Gas-phase acid-induced nucleophilic displacement reactions. Stereochemistry of inter- and intramolecular substitutions at saturated carbon

The stereochem. of gas-phase nucleophilic displacement by H2O on a no. of pos. charged intermediates was studied. The ionic intermediates were generated in the gas phase at atm. pressure by attack of radiolytically formed Broensted (CH5+, Et+) and Lewis (Et+, Me2F+) acids on selected mono- and bifunctional substrates. Isolation and indentification of their neutral substituted products showed that, under the exptl. conditions, gas-phase, acid-induced, inter- and intramol. nucleophilic displacement reactions occur via predominant (64-98%) inversion of configuration at the reaction center.

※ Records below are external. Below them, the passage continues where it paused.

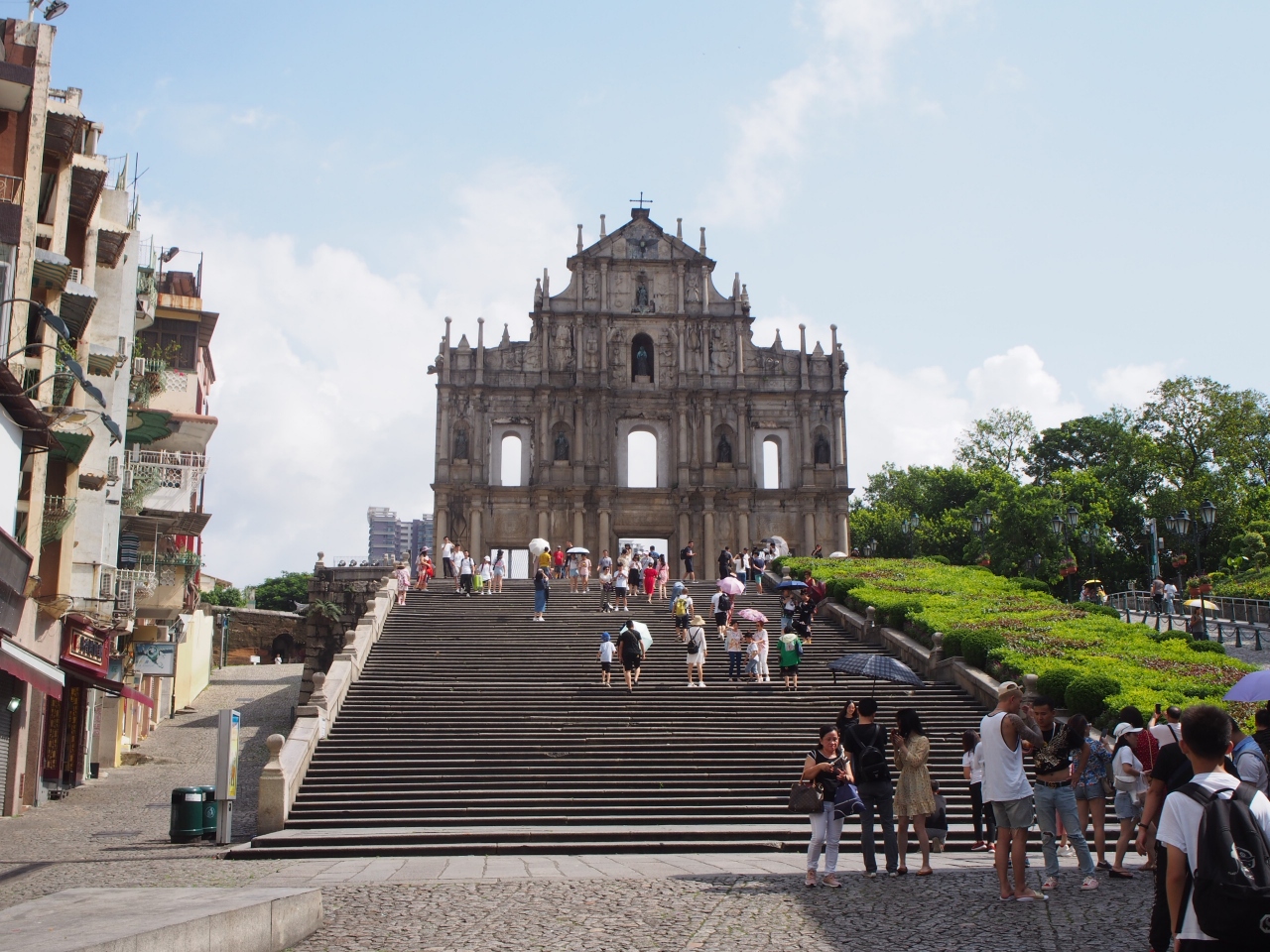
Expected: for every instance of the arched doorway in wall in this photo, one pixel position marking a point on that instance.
(771, 463)
(512, 447)
(642, 460)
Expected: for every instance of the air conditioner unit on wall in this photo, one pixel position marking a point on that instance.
(123, 595)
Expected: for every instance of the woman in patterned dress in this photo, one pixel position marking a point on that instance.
(913, 797)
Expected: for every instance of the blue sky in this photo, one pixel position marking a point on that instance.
(1044, 206)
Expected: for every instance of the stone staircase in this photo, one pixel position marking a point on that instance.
(475, 730)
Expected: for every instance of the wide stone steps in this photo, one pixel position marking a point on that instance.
(476, 730)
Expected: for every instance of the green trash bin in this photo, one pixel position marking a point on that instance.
(211, 811)
(187, 814)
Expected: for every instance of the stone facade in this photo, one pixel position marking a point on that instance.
(640, 340)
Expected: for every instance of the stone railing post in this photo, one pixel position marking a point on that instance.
(937, 652)
(272, 805)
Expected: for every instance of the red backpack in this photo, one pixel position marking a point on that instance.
(1147, 749)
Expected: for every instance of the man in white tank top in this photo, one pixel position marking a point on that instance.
(1005, 784)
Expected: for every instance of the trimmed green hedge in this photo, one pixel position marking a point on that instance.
(1008, 630)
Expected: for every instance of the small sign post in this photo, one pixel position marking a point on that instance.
(226, 774)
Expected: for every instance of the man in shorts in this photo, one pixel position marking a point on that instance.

The yield and stereoisomeric distribution of the substituted products depend on either the nature of the gaseous acid used to generate the charged intermediates or the concn. of the added base (NH3 or H2O). Product distribution from bifunctional substrates is characterized by the presence of minor amts. of substituted derivs. retaining the original configuration of their neutral precursors. Their formation is ascribed to the occurrence of an extensive neighboring-group-participation effect (an HO-3 process) on the displacement reaction, resulting in double inversion of the reaction centers. A mechanistic model is proposed for gas-phase nucleophilic substitutions at atm. pressures, and compared with those from related low-pressure ICR (ion-cyclotron resonance) mass spectrometry and soln.-chem. studies.